They get wonderful reviews from babysitters, family members and school. Well behaved, sweet, helpful, cooperative. All the things we are trying to instill in them.
But sometimes it feels like we rarely see that from them. We get the meltdowns and attitudes. The tired and the whiney. Which makes us wonder how good of a job we are doing at raising our children.
Every once in a while though, we get a glimpse of the inner workings of their minds and hearts.
And we think, maybe we are doing it right after all.
Lily brought home a Thanksgiving placemat (complete with the turkey handprint--updated though with the fingers/feathers being rainbow colors) and on the back her teacher had written what she was thankful for. I'm sure this was a prompt and Lily had help with her list.
Lily was thankful for: mommy and daddy, my sisters, and cheese.
Yes, cheese. My 2 year old loves her some cheese. Of the string or sharp cheddar variety. And thanks to Costco and Bean, we are Tillamook Sharp Cheddar snobs. My kids won't even eat other brands and definitely not medium cheddar cheese. I didn't used to like cheese all that much. Until Bean and I were together and he introduced me to sharp cheddar. I found out what I had been missing.
Bean would say this is absolutely a sign that we are raising our children right.
On a deeper level though...
Miss Rose brought home a Thanksgiving letter she wrote to us. I know that her class is currently working on letter-writing and this was an opportunity to practice those skills.
Here's the first few lines of the letter:
Dear Family, I am writing to thank you for all you did in my life time. Thank you for introducing me to God and leting him come into my life. (spelling hers)
And there you have it.
My daughter goes to a public school (which she thanks us later in the letter for paying for her to attend...I suppose we do pay in the form of taxes). And the first thing she thought of to thank us for was raising her to love God. It was not coerced or suggested. That was her legitimate first thought.
We must be doing something right. She watches TV and listens to some songs on the radio. We don't shelter her and we don't even do devotions with her every day. But we do pray. And listen to worship. And talk about God.
And she goes to church every Sunday. And most Wednesdays. Yes, I'm a pastor--so this is kind of a given. But even if I weren't a pastor, this would be our routine. The community of faith is so important to me. It was crucial and incredibly influential in my life and I trust it will be the same for my children. Bean and I are primarily responsible for raising our children and for investing in their spiritual lives. I would never leave that to Sunday School alone. However, being a church-going family shows our children how important God is to us and the reinforcement of principles and scripture and Bible stories have great value.
If you are a nursery worker, Sunday School teacher, or children's volunteer...thank you. For investing in my children.

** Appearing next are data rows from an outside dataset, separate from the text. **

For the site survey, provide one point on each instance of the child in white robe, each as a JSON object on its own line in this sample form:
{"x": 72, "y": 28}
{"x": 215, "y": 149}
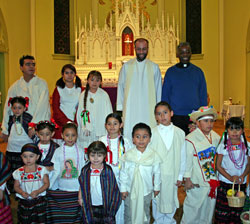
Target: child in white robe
{"x": 201, "y": 179}
{"x": 94, "y": 106}
{"x": 116, "y": 145}
{"x": 169, "y": 141}
{"x": 139, "y": 176}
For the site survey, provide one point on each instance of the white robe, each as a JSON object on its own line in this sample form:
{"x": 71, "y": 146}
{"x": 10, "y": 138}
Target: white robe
{"x": 139, "y": 89}
{"x": 37, "y": 92}
{"x": 98, "y": 111}
{"x": 172, "y": 167}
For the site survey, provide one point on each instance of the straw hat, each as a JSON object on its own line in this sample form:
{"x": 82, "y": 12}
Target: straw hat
{"x": 202, "y": 112}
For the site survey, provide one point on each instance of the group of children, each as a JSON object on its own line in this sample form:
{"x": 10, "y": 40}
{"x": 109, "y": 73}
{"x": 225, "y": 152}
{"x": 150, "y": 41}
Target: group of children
{"x": 115, "y": 181}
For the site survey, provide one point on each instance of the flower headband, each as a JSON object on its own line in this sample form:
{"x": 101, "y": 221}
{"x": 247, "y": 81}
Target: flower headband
{"x": 26, "y": 99}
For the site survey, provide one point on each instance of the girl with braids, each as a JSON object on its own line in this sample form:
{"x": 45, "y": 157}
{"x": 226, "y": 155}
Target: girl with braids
{"x": 116, "y": 146}
{"x": 65, "y": 99}
{"x": 233, "y": 165}
{"x": 94, "y": 106}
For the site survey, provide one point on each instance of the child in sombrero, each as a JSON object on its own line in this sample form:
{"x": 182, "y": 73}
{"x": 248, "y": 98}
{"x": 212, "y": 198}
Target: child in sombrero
{"x": 201, "y": 180}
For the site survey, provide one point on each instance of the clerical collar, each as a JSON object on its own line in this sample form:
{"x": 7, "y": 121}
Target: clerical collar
{"x": 181, "y": 65}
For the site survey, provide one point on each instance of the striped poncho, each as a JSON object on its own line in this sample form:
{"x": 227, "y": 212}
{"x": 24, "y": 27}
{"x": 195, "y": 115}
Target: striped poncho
{"x": 110, "y": 193}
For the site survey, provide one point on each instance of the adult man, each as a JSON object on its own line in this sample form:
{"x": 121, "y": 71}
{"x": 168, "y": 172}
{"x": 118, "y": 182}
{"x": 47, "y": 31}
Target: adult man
{"x": 35, "y": 89}
{"x": 184, "y": 87}
{"x": 139, "y": 89}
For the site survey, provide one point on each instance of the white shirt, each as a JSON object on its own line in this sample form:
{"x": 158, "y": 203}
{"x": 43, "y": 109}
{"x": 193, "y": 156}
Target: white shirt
{"x": 68, "y": 162}
{"x": 69, "y": 98}
{"x": 44, "y": 149}
{"x": 37, "y": 92}
{"x": 95, "y": 187}
{"x": 17, "y": 138}
{"x": 147, "y": 173}
{"x": 32, "y": 181}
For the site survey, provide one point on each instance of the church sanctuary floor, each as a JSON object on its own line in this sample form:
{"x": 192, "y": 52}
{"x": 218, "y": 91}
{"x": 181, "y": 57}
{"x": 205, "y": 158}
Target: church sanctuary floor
{"x": 218, "y": 127}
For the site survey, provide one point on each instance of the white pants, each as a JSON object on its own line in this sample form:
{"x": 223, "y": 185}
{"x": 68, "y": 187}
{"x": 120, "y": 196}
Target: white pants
{"x": 127, "y": 213}
{"x": 162, "y": 218}
{"x": 198, "y": 208}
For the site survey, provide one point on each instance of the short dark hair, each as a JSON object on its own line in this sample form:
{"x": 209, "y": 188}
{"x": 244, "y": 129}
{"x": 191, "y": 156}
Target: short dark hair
{"x": 114, "y": 115}
{"x": 97, "y": 147}
{"x": 21, "y": 60}
{"x": 69, "y": 125}
{"x": 61, "y": 83}
{"x": 142, "y": 126}
{"x": 163, "y": 103}
{"x": 140, "y": 40}
{"x": 183, "y": 44}
{"x": 18, "y": 99}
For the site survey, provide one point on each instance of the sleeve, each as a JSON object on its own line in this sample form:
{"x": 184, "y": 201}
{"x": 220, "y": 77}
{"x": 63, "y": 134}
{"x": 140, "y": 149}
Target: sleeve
{"x": 166, "y": 88}
{"x": 56, "y": 172}
{"x": 120, "y": 89}
{"x": 42, "y": 111}
{"x": 79, "y": 111}
{"x": 123, "y": 177}
{"x": 157, "y": 177}
{"x": 59, "y": 117}
{"x": 7, "y": 110}
{"x": 189, "y": 160}
{"x": 158, "y": 84}
{"x": 203, "y": 90}
{"x": 183, "y": 161}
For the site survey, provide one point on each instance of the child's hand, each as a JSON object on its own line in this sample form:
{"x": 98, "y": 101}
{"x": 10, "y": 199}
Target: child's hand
{"x": 31, "y": 132}
{"x": 25, "y": 194}
{"x": 124, "y": 195}
{"x": 178, "y": 183}
{"x": 235, "y": 178}
{"x": 49, "y": 168}
{"x": 188, "y": 184}
{"x": 34, "y": 194}
{"x": 80, "y": 202}
{"x": 156, "y": 193}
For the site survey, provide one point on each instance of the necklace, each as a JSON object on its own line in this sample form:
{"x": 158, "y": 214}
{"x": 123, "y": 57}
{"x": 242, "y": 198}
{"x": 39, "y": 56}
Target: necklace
{"x": 18, "y": 125}
{"x": 64, "y": 156}
{"x": 209, "y": 138}
{"x": 238, "y": 162}
{"x": 119, "y": 153}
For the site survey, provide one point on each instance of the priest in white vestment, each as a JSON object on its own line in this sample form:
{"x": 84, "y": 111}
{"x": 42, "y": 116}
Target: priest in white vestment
{"x": 139, "y": 89}
{"x": 33, "y": 87}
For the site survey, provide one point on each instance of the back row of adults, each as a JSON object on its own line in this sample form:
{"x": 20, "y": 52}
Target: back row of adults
{"x": 139, "y": 89}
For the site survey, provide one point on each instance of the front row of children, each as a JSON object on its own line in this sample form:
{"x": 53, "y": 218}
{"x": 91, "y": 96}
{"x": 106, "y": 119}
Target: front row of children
{"x": 136, "y": 175}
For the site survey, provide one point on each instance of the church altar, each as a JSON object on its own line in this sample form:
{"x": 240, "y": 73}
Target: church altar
{"x": 106, "y": 48}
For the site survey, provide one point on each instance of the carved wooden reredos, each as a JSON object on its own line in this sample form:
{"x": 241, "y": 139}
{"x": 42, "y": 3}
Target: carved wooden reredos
{"x": 107, "y": 48}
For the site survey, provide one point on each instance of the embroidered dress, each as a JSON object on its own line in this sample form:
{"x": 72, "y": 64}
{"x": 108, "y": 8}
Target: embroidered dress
{"x": 138, "y": 91}
{"x": 63, "y": 204}
{"x": 111, "y": 197}
{"x": 98, "y": 108}
{"x": 5, "y": 174}
{"x": 200, "y": 202}
{"x": 115, "y": 151}
{"x": 234, "y": 162}
{"x": 31, "y": 210}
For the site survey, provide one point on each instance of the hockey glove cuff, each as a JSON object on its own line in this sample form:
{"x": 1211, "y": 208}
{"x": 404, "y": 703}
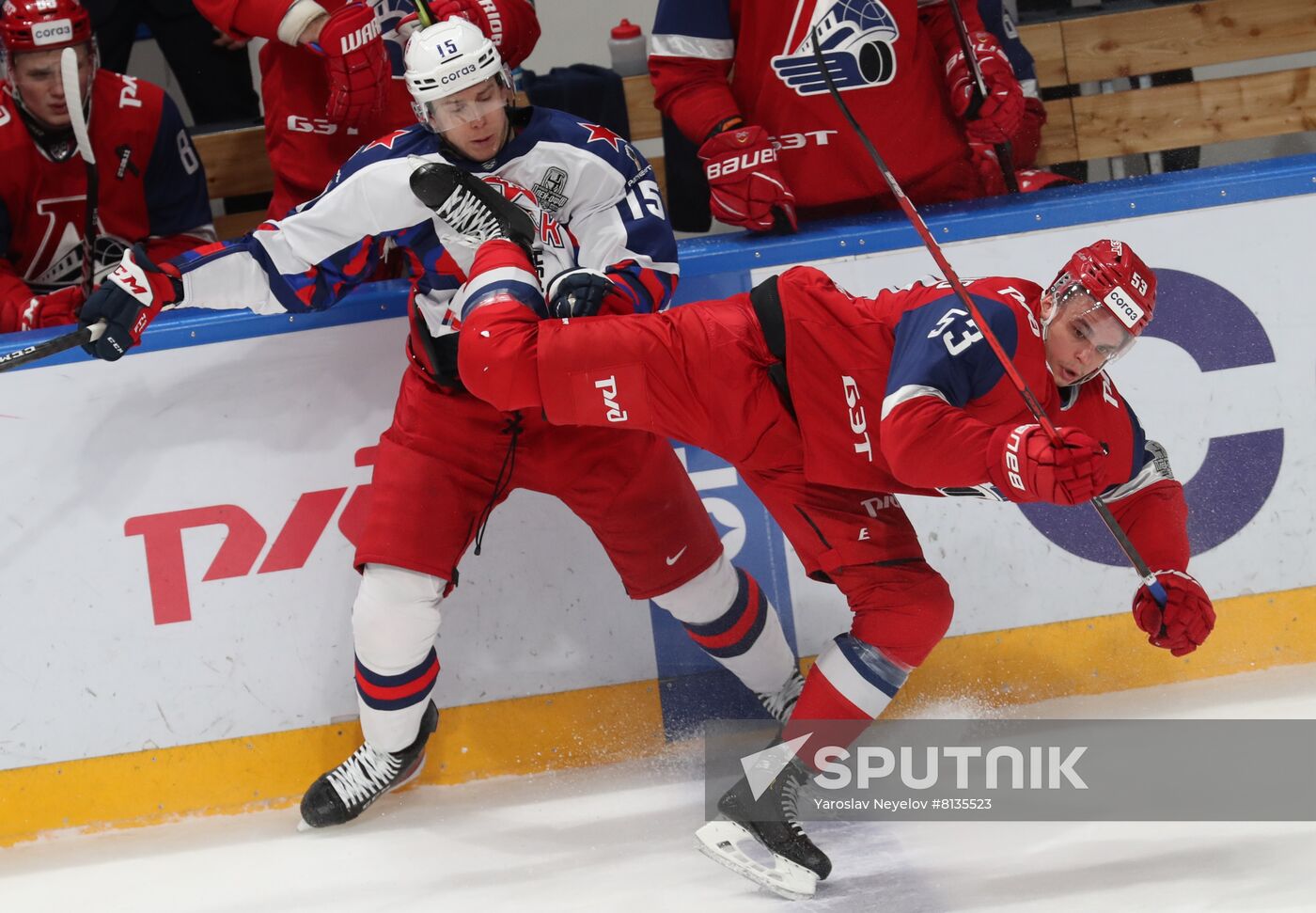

Miss Rose also thanked us for tucking her in at night, for some of her belongings (bike, scooter) that she really likes and for grilled cheese on the bread she likes (sourdough!)
Things in our home aren't always perfect. We lose our tempers sometimes. We yell sometimes. We can be inconsistent. But we are real. We apologize to our children when necessary. We confess we don't have it figured out. We tell them how much we love them and how serious we take our role as their parents and that God has entrusted us with them.
Earlier this week we had a knock-down drag out with Miss Rose when we wouldn't allow something she really wanted. I tried to explain to her that I had to trust what God put in my heart when it comes to important decisions for my children. It didn't make much of a difference to her. But she's listening. It may not have changed her feelings in that moment, but I know it matters.
Thank you God, for these glimpses. I may take a photo of her letter and save it on my phone for future reference when I'm at my wit's end.